Another sad excuse for a musical composition is Michael Gordon’s Four Kings Fight Five. It’s as though Gordon took all of the cheesy electronica of the 1980s and crammed it together into one ridiculous episode.
And then I ran across a gem. I enjoy piano music, for the most part. I rarely find a piece of music these days that I’m listening to for the first time where I get a reaction different than “wow, that’s utter crap” or “that’s half decent.” With Larry Polansky’s Lonesome Road, I was completely blown away. I haven’t responded to positively to a first listen of a piano work since I first heard Ives’s “Concord” Sonata a decade ago! Perhaps this reaction is relative to the previous drivel I had subjected my ears to, but Polansky’s writing is wrought with imagery and emotion and is easy on the ears, although atonal at times.
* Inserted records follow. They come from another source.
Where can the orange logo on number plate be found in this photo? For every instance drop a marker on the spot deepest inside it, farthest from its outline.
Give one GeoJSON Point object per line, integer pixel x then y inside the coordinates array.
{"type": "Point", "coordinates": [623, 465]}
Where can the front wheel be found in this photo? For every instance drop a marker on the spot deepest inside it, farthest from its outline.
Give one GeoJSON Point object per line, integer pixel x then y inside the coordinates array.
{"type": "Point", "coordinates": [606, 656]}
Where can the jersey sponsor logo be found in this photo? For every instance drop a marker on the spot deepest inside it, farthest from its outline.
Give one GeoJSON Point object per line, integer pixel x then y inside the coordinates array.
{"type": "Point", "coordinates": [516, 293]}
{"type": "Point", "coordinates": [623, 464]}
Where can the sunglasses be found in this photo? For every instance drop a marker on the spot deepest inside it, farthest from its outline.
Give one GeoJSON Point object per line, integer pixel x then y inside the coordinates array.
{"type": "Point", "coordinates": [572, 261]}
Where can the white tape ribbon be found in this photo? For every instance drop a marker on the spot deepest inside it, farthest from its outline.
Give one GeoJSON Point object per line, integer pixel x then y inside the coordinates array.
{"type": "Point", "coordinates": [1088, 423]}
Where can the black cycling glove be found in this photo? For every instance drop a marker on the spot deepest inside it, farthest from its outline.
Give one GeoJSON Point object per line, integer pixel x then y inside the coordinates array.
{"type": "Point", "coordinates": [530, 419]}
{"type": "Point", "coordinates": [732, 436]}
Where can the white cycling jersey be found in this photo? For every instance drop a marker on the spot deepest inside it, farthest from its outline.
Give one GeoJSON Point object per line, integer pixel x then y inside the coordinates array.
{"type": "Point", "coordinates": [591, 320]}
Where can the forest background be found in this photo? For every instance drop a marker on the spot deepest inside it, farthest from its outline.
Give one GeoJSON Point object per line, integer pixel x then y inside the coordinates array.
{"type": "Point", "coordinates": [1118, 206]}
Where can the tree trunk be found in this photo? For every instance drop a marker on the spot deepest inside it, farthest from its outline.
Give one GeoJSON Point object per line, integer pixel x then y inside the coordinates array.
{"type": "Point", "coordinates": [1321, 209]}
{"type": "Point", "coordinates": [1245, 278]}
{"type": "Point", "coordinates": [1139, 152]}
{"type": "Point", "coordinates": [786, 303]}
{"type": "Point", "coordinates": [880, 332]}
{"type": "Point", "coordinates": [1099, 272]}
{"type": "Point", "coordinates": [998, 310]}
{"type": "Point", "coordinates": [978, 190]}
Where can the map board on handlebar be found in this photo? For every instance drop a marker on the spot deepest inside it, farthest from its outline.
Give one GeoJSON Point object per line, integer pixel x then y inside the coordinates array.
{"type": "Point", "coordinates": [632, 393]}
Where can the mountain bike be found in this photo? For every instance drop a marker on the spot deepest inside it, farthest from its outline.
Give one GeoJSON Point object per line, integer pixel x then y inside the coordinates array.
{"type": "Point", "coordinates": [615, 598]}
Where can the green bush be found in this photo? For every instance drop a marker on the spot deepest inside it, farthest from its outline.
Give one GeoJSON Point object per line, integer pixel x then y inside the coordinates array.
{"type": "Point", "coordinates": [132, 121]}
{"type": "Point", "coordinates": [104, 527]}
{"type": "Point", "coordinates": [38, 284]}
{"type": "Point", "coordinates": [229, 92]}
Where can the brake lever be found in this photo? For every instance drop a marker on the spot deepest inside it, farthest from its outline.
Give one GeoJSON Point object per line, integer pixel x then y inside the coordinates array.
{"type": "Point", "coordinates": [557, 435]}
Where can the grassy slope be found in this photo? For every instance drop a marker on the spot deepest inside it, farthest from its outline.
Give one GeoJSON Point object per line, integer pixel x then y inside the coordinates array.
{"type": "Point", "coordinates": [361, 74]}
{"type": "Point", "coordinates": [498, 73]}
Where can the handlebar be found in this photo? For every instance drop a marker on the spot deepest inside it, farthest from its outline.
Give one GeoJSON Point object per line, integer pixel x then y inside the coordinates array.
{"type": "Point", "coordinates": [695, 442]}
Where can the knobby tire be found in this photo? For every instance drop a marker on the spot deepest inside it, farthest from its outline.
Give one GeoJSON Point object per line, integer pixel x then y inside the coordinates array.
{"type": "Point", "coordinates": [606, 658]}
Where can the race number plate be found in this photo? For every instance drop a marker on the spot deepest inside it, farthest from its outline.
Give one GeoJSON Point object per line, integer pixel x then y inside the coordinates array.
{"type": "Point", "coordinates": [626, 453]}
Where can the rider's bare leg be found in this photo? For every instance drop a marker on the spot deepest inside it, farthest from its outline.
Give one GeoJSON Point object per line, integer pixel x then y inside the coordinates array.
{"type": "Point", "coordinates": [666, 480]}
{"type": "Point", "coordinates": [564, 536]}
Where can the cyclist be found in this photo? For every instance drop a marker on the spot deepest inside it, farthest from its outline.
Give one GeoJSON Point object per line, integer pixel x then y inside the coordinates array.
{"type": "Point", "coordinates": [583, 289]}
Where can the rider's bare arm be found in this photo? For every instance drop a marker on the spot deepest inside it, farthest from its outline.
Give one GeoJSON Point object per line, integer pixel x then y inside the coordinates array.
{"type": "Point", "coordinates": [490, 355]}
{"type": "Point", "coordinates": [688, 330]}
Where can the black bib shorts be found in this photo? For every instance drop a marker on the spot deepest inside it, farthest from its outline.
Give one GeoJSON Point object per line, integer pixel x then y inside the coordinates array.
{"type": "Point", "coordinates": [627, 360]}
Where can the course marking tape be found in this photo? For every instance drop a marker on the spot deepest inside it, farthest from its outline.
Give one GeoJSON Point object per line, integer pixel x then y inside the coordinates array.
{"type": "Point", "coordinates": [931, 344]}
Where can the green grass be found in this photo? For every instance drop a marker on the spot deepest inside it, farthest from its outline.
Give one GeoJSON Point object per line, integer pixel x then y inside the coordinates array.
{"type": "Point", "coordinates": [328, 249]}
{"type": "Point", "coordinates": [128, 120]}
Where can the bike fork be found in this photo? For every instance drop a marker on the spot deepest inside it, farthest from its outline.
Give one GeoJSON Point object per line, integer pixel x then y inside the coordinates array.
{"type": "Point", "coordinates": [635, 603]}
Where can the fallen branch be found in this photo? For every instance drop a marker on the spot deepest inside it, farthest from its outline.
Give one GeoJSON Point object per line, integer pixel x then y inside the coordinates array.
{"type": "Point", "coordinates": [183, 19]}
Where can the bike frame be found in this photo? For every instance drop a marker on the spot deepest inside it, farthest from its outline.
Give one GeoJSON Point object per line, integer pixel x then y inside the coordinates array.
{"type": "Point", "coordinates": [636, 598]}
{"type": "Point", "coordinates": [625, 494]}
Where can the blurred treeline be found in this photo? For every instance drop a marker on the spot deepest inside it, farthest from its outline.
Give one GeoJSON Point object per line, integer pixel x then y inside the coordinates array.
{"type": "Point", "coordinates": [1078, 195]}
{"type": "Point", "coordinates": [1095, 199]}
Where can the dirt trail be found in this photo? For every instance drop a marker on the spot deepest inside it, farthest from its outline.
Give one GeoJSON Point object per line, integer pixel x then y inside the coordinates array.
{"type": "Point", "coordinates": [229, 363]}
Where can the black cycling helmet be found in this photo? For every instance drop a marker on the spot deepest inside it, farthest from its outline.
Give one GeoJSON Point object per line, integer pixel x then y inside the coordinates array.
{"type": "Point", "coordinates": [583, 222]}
A few of the movements walk a fine line of cliche, but Polansky always avoids the pitfalls that his colleagues have fallen into, and the result is quite appealing.
And then we come to Postmodernism: “Postmodernism describes a range of conceptual frameworks and ideologies that are defined in opposition to those commonly associated with ideologies of modernity and modernist notions of knowledge and science, such as, materialism, realism, positivism, formalism, structuralism, dogmatism andreductionism.”  That’s about as vague and all-encompassing of a definition as I could imagine. Great. So what does it mean? It’s as though a bunch of artwork has been made in which no one can quite label, so it’s all one “post-modern” movement.
From the handful of examples I’ve listened to, nothing stands out as terribly inspiring, however I must commend the composers for writing actual music. William Bolcom’s Songs of Innocence and Experience is especially successful in its orchestration! Thinking back on it, I haven’t heard the use of a full orchestra this well done since we were discussing Ives. The addition of electric guitar as well as harmonica were lost on me a little, but the transitions are smooth and the musical intent flows nicely.
Lukas Foss’s Time Cycle is an interesting selection. Composed in 1960, Leonard Bernstein and the New York Philharmonic performed this work twice in one night on the eve of its world premiere.  Again, the orchestration is masterful! Due to the time period, it’s surprising this work wasn’t grouped into some other category, like, perhaps, neoromanticism… but George Rochberg’s music was also referred to as neoromantic postmodernism.
And so once again, our labels are unable to contain this music. What the future holds for music is difficult to predict, but I am certain we will continue to attempt to label everything as it comes out, but we will not be able to contain the success or the failures of that music under any one identity.